老後の生活を支える年金ですが、専業主婦世帯がもらえるのは、夫の「国民年金&厚生年金」と妻の「国民年金」。ただこれで暮らしていくのは、少々難しいようです。「もう少し年金がもらえたら……」というなら、考えたいのが「年金の繰り下げ受給」。自分で年金を増やすことのできる制度ですが、果たして、夫婦の年金はどれくらいになるのでしょうか。
65歳なら「年金手取り20万円」だったが…70歳での「受取額」に専業主婦、歓喜 (※写真はイメージです/PIXTA)

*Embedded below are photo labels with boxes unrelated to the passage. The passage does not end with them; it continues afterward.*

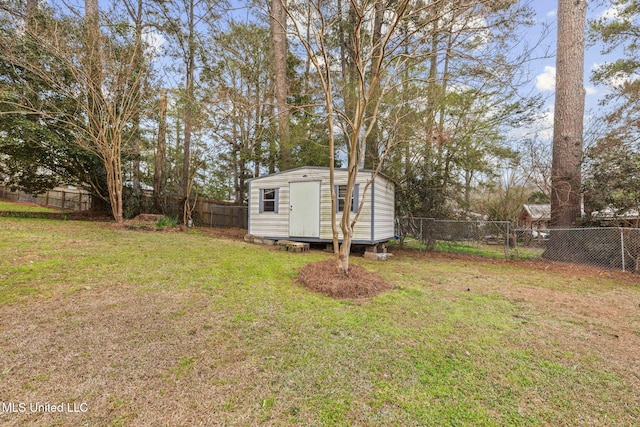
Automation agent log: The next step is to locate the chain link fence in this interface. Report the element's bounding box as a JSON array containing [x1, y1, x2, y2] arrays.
[[396, 217, 511, 258], [396, 217, 640, 273], [542, 227, 640, 273]]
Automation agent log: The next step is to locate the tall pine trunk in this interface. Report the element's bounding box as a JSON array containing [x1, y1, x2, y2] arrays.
[[551, 0, 587, 227], [271, 0, 293, 170], [153, 89, 167, 211]]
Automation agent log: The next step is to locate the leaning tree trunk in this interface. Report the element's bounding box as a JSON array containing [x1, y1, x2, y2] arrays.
[[551, 0, 587, 227], [271, 0, 292, 170]]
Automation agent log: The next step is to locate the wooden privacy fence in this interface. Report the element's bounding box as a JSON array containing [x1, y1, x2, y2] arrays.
[[0, 185, 91, 211], [192, 199, 249, 229]]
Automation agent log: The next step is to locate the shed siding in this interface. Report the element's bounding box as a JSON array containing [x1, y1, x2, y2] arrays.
[[249, 167, 394, 246]]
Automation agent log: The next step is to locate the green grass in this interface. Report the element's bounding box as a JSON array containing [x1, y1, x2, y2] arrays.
[[390, 239, 544, 260], [0, 218, 640, 426], [0, 200, 60, 213]]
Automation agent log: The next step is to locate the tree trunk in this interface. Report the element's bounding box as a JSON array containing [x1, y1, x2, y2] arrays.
[[551, 0, 587, 227], [153, 89, 167, 211], [182, 0, 196, 225], [364, 0, 384, 169], [271, 0, 293, 170]]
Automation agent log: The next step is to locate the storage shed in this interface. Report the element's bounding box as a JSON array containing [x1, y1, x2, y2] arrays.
[[248, 167, 395, 245]]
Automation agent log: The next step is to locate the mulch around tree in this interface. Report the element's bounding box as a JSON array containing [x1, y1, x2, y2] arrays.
[[298, 259, 393, 299]]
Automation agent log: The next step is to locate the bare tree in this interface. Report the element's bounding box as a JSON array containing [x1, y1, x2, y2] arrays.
[[270, 0, 291, 169], [287, 0, 436, 274], [0, 4, 151, 222], [551, 0, 587, 226]]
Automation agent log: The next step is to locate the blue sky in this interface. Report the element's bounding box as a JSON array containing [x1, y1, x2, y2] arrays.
[[532, 0, 616, 133]]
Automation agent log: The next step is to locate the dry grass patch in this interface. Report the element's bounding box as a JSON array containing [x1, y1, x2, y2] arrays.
[[298, 260, 393, 299]]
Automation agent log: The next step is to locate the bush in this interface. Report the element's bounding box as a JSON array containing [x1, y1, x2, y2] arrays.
[[156, 216, 178, 227]]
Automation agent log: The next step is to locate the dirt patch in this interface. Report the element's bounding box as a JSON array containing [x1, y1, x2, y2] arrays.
[[298, 260, 393, 299]]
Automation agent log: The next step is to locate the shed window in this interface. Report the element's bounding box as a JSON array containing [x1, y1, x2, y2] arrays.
[[335, 184, 360, 212], [260, 188, 279, 213]]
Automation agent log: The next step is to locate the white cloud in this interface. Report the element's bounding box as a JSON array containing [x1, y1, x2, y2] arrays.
[[600, 5, 624, 21], [536, 65, 556, 92]]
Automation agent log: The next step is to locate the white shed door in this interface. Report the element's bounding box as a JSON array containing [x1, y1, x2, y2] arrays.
[[289, 181, 320, 237]]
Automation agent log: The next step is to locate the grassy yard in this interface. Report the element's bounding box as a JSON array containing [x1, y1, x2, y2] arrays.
[[0, 218, 640, 426], [0, 200, 60, 213]]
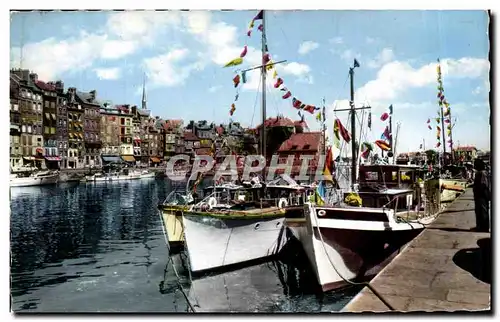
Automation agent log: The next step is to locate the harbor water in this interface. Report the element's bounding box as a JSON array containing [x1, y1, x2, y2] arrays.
[[10, 179, 359, 313]]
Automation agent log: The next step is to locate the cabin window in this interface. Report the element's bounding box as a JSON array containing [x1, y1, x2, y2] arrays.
[[365, 171, 378, 181]]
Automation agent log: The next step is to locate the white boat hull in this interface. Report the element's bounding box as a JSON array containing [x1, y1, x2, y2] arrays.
[[183, 214, 285, 272], [285, 208, 424, 292], [10, 174, 59, 187]]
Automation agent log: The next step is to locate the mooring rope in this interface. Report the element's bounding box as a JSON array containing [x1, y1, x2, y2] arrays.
[[158, 211, 196, 313], [311, 208, 395, 311]]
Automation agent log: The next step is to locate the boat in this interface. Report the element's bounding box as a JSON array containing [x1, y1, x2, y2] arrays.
[[10, 170, 59, 187], [182, 176, 314, 274], [285, 60, 439, 291]]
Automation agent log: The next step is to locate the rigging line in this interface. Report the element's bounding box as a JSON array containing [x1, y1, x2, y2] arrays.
[[250, 77, 262, 127]]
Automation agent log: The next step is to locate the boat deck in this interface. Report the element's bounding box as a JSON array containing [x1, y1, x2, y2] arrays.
[[342, 189, 492, 312]]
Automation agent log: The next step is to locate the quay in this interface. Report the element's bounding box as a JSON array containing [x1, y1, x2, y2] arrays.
[[342, 188, 492, 312]]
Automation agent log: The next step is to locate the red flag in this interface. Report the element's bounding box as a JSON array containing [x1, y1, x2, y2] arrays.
[[253, 10, 264, 21], [292, 97, 302, 109], [274, 77, 283, 88], [233, 74, 240, 87], [304, 105, 316, 114], [240, 45, 247, 58], [282, 91, 292, 100]]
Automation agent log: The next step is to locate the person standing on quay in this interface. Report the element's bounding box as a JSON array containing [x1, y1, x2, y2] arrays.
[[473, 159, 491, 232]]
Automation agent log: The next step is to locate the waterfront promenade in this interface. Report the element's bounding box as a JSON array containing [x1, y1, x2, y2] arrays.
[[342, 189, 492, 312]]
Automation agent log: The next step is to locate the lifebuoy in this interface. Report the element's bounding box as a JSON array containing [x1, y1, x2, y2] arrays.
[[278, 198, 288, 209], [208, 197, 217, 209]]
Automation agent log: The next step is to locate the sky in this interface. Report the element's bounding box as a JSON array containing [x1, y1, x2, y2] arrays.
[[10, 10, 490, 152]]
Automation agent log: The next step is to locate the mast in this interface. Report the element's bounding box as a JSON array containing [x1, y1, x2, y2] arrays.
[[261, 10, 267, 161], [349, 64, 359, 190], [387, 104, 397, 164], [321, 97, 326, 154]]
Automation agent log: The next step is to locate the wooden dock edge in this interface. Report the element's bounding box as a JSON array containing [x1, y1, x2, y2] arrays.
[[341, 188, 491, 313]]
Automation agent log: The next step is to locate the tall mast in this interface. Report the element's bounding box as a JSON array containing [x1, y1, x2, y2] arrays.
[[387, 104, 397, 164], [321, 97, 326, 154], [261, 10, 267, 161], [349, 65, 357, 190], [438, 58, 446, 165], [141, 73, 147, 110]]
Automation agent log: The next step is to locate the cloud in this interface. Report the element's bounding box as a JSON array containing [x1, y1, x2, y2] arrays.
[[94, 67, 120, 80], [365, 37, 377, 44], [208, 85, 222, 93], [277, 62, 311, 77], [298, 40, 319, 55], [11, 11, 185, 80], [357, 57, 489, 102], [144, 48, 203, 87], [367, 48, 394, 68], [328, 37, 344, 45]]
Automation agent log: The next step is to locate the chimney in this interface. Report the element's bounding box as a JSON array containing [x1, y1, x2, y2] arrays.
[[56, 80, 64, 94], [29, 73, 38, 82]]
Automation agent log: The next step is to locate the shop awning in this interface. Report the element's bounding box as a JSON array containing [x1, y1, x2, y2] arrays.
[[122, 155, 135, 162], [101, 155, 122, 163], [151, 157, 161, 163]]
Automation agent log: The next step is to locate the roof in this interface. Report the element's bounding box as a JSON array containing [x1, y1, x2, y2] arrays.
[[184, 132, 200, 141], [454, 146, 477, 151], [215, 126, 224, 135], [76, 91, 100, 106], [163, 120, 184, 130], [195, 148, 211, 155], [278, 132, 321, 152], [35, 80, 56, 92], [257, 116, 295, 129]]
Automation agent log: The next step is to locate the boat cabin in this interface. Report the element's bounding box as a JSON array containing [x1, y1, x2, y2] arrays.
[[359, 164, 421, 190]]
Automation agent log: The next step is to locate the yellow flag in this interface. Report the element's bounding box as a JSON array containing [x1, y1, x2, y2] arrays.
[[224, 57, 243, 67]]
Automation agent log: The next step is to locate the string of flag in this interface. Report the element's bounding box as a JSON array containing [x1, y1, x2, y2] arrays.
[[224, 10, 321, 120]]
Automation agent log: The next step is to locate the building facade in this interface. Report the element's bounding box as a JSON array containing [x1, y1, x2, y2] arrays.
[[34, 78, 60, 169], [76, 90, 102, 167], [67, 87, 85, 169]]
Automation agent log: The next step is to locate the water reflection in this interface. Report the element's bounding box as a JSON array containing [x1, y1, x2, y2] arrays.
[[11, 180, 358, 312]]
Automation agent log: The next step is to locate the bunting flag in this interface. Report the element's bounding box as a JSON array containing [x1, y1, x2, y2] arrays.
[[361, 142, 373, 159], [316, 112, 321, 122], [333, 119, 340, 149], [375, 140, 391, 151], [224, 57, 243, 67], [233, 74, 240, 88], [335, 119, 351, 143], [240, 45, 248, 58], [303, 105, 319, 114], [323, 147, 335, 182], [292, 97, 302, 109], [274, 77, 283, 88]]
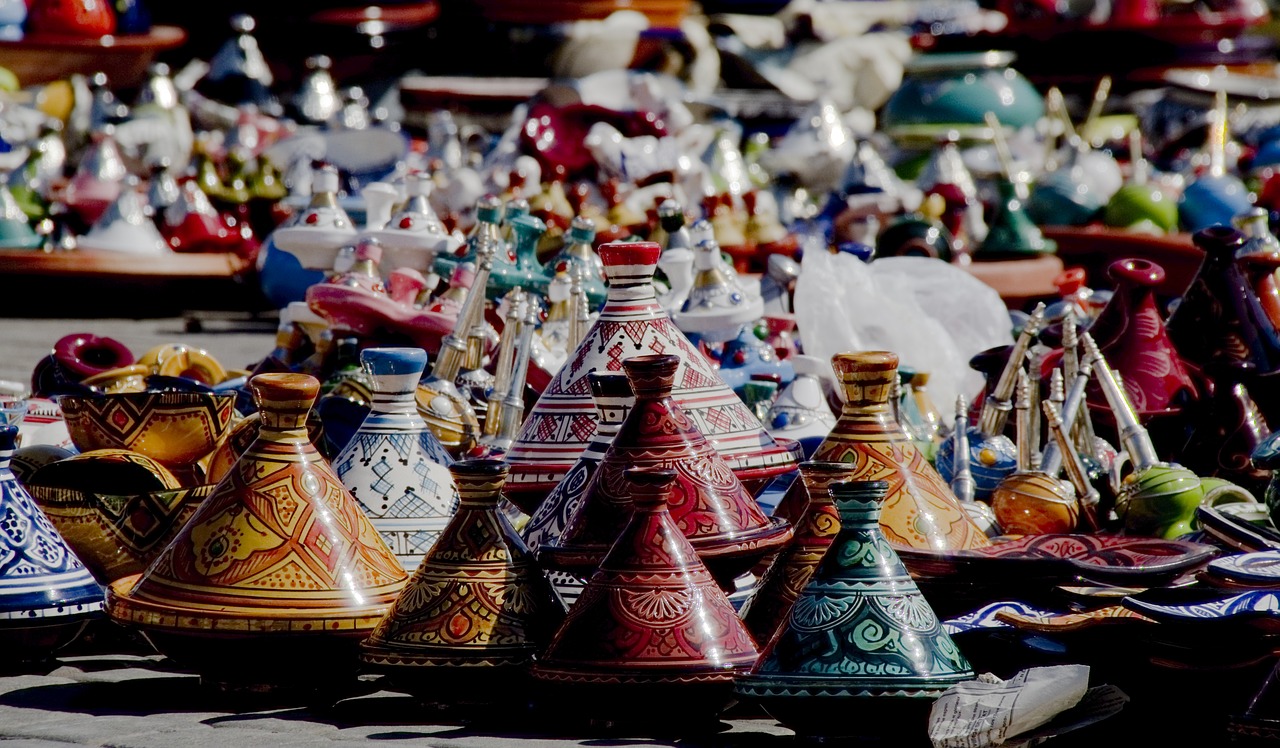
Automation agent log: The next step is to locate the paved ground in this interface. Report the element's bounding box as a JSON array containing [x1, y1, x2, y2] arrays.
[[0, 655, 793, 748], [0, 314, 275, 382]]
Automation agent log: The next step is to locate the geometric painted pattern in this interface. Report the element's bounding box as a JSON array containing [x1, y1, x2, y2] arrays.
[[506, 242, 795, 496], [111, 374, 404, 630]]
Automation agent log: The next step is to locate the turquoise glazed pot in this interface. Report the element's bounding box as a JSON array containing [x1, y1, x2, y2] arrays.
[[735, 480, 974, 739], [881, 51, 1044, 134]]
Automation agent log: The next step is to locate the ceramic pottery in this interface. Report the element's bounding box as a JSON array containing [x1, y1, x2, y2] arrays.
[[59, 391, 236, 489], [361, 460, 564, 703], [333, 348, 458, 571], [978, 179, 1057, 260], [507, 242, 795, 514], [742, 462, 852, 643], [522, 371, 635, 605], [1089, 260, 1196, 421], [1167, 225, 1280, 374], [881, 51, 1044, 137], [539, 354, 791, 589], [764, 355, 836, 456], [719, 325, 796, 397], [1179, 361, 1274, 496], [534, 466, 756, 722], [0, 425, 102, 663], [736, 480, 974, 736], [28, 471, 214, 584], [108, 374, 404, 689], [991, 470, 1080, 535], [76, 184, 172, 255], [813, 351, 988, 551]]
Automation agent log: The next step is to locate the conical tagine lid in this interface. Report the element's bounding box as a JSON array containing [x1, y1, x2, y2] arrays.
[[111, 374, 404, 627], [541, 354, 791, 581], [507, 242, 795, 494], [0, 424, 102, 619], [814, 351, 989, 551], [742, 462, 852, 643], [737, 480, 973, 698], [362, 460, 564, 667], [534, 469, 756, 684]]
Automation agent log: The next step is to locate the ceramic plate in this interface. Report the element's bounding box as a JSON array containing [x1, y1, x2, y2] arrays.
[[895, 534, 1217, 585], [942, 601, 1057, 635], [1196, 503, 1280, 551], [1208, 551, 1280, 587]]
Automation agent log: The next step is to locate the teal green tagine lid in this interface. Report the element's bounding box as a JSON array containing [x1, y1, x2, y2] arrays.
[[735, 480, 974, 738]]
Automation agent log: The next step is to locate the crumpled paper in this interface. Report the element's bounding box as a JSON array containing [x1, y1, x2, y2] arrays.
[[929, 665, 1089, 748], [795, 250, 1012, 412]]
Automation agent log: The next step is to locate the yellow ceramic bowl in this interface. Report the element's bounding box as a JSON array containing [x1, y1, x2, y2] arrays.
[[138, 343, 227, 384], [59, 392, 236, 468]]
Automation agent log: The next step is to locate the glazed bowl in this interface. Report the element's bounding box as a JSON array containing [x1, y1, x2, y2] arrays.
[[59, 392, 236, 468], [27, 471, 214, 584], [881, 51, 1044, 137]]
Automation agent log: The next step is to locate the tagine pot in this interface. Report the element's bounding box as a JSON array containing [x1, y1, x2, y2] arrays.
[[735, 480, 974, 742], [361, 460, 564, 706], [59, 391, 237, 489], [521, 371, 635, 605], [813, 351, 989, 551], [0, 424, 102, 669], [538, 355, 792, 590], [506, 242, 796, 514], [742, 462, 852, 643], [534, 469, 756, 729], [333, 348, 458, 571], [108, 374, 406, 693]]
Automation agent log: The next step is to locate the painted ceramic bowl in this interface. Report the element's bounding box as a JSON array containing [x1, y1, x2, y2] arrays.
[[59, 392, 236, 468], [881, 51, 1044, 136], [27, 484, 214, 584]]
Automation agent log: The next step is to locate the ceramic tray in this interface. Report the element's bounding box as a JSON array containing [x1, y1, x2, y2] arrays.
[[895, 534, 1217, 585], [1206, 551, 1280, 588], [1124, 588, 1280, 633], [1196, 503, 1280, 552]]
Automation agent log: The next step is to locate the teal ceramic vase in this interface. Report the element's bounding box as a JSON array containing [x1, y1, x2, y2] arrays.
[[735, 480, 974, 738]]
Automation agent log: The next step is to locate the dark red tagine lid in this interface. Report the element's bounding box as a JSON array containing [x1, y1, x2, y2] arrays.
[[539, 355, 791, 588]]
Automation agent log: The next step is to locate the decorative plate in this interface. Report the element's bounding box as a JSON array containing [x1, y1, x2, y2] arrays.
[[1196, 503, 1280, 552], [895, 534, 1217, 585]]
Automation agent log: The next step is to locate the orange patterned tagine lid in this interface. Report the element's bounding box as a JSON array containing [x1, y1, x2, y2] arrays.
[[742, 462, 854, 644], [108, 374, 404, 687], [813, 351, 991, 551], [507, 242, 796, 512], [539, 354, 791, 589], [361, 460, 564, 703], [534, 469, 756, 722]]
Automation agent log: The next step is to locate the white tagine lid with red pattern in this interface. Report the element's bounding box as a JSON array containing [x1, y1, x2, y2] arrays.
[[506, 242, 797, 511]]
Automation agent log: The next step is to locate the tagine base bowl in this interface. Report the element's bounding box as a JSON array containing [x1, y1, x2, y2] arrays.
[[739, 676, 972, 745], [108, 575, 387, 697]]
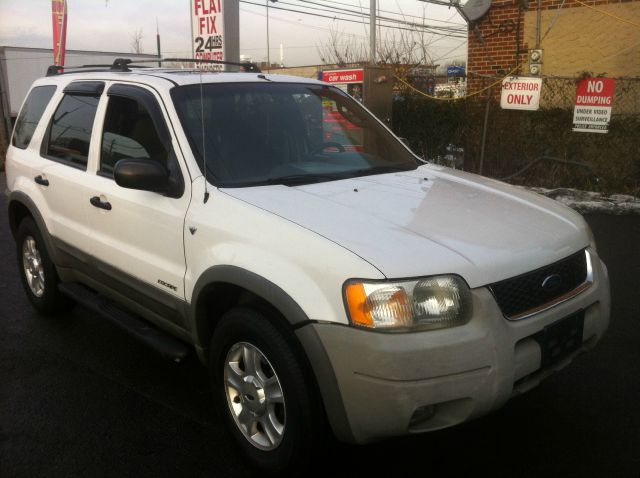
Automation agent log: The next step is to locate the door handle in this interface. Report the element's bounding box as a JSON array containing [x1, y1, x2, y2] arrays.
[[89, 196, 111, 211], [33, 174, 49, 186]]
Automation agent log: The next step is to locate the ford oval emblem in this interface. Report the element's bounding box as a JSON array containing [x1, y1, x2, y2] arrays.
[[542, 274, 562, 292]]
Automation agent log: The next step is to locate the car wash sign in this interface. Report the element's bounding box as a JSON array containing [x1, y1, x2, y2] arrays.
[[191, 0, 224, 70], [573, 78, 616, 133], [500, 76, 542, 111]]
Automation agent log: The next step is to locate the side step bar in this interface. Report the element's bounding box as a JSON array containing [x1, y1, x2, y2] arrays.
[[58, 282, 191, 362]]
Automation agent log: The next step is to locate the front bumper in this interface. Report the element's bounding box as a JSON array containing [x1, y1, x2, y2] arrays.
[[298, 252, 610, 443]]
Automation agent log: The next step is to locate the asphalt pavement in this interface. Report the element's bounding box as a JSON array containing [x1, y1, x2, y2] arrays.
[[0, 174, 640, 478]]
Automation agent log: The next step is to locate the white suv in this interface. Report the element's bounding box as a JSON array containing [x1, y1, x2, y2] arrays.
[[6, 58, 610, 471]]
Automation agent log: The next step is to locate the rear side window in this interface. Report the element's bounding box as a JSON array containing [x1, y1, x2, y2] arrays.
[[11, 86, 56, 149], [44, 94, 100, 169]]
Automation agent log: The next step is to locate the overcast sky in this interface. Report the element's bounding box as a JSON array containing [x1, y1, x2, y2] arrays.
[[0, 0, 466, 66]]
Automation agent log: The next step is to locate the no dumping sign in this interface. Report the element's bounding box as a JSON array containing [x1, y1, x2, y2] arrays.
[[573, 78, 616, 133]]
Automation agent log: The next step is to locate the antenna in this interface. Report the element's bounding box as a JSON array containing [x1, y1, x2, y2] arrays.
[[199, 70, 209, 204]]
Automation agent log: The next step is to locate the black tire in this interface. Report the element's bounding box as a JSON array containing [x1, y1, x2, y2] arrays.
[[209, 308, 326, 474], [16, 217, 74, 315]]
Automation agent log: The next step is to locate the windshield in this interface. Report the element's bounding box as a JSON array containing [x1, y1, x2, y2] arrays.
[[171, 82, 418, 187]]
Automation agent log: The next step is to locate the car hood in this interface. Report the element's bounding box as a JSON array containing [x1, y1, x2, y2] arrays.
[[223, 165, 589, 287]]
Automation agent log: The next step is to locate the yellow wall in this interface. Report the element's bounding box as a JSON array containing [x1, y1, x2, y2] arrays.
[[524, 2, 640, 77]]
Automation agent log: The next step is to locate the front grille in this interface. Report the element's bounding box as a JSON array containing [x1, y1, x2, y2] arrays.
[[489, 251, 589, 319]]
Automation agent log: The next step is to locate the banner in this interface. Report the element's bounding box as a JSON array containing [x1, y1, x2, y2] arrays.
[[191, 0, 224, 70], [51, 0, 67, 66]]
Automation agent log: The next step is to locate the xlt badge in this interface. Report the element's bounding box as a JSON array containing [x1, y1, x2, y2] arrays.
[[158, 279, 178, 292]]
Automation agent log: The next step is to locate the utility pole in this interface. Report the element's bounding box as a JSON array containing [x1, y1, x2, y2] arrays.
[[265, 0, 278, 70], [369, 0, 376, 65]]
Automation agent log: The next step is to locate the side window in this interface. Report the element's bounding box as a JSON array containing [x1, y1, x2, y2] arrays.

年金の手取り額を考えると、専業主婦世帯では「年金だけで暮らす」は難しいが…

「会社員の夫と専業主婦の妻」という夫婦であれば、月23.5万円

 

「会社員の夫と、キャリアに中断のある妻」という夫婦であれば、月27.8万円

 

「平均的な会社員の夫と会社員の妻」という夫婦であれば、月31.4万円

 

年金収入は雑所得なので課税対象となり、さらに社会保険等も天引きされるので、年金の手取りは額面の85〜90%程度になります。そうなると手取りは順に19.9万円、23.6万円、26.9万円ほど。

 

一方で65歳以上、無職の夫婦のみの世帯の1ヵ月の平均支出は、23万6,696円(総務省『家計調査 家計収支編』2022年平均より)。専業主婦世帯は当然のことながら、妻にキャリアの中断がある場合も年金だけで暮らすのは苦しいといったところでしょうか。

 

いくら貯蓄があるのかはさておき、年金だけで生活費を賄うことができれば、老後の安心感は増すはず。そこでひとつの選択肢として考えたいのが「年金の繰り下げ受給」です。これは原則65歳で受け取る年金を、66~75歳までの間に繰り下げて、増額した年金を受け取ることのできる制度。繰り下げた分の増額率は一生変わらず、また老齢基礎年金と老齢厚生年金は別々に繰り下げることもできます。

 

増額率は1ヵ月繰り下げるたびに0.7%。つまり年金受給額を最大0.84%と、およそ2倍にすることができるのです。

 

たとえば「会社員の夫と専業主婦の妻」という夫婦が68歳から年金を受け取るようにしたなら。増額率は25.2%で、夫婦で月29万4,540円の年金を受け取ることに。手取りは25.0万円と、年金だけで暮らせる水準に達します。

 

ーーたった3年、我慢しただけで!

 

と思わず心を躍らせる妻。「じゃあ、70歳まで繰り下げたらどれくらいになるのかしら?」と計算してみると、増額率は42.0%。額面は33.4万円、手取りは28.3万円程度になります。「すごい!」と歓喜する妻。「じゃあ、いっそのこと、75歳まで我慢したら、どれくらいになるのかしら?」と計算してみたら、増額率は0.84%。額面は43.2万円となり、手取りは月36.7万円になります。

 

月36万円の年金収入。これだけの生活費があれば、老後の心配は随分と軽減されるのではないでしょうか。ただ年金の繰り下げ受給、「途中で亡くなったら大損!」というネガティブな部分も。「繰り下げの途中で、やっぱり年金がほしいとなったら、どうすればいいの」という心配をする人も多いようです。

 

死亡したら年金が受け取れないのは仕方がないこと。このようなリスクもあることを加味して、検討するほかありません。

 

「繰り下げ途中に年金が必要になったら……」という不安については、特に問題はありません。年金の繰下げ受給を希望する場合、通常の流れではまず「基礎年金・老齢厚生年金支給繰下げ申出書」を提出。このとき「XX歳まで繰り下げます!」と宣言するわけではありません。66歳以降、年金を受け取りたいタイミングで年金の請求を行えば、手続き時点で増額率が決まり、年金の給付が始まります。

 

年金の繰り下げ受給ではよく「損益分岐点」が話題になります。「70歳まで繰り下げたなら、81歳まで生きれば得になる」などというものです。確かに、得か損か、ということも大切ですが、最も大切なのは夫婦の老後にあったマネープランと、それに合わせて年金受給のタイミングを考えること。まずは夫婦でよく話し合うことから始めましょう。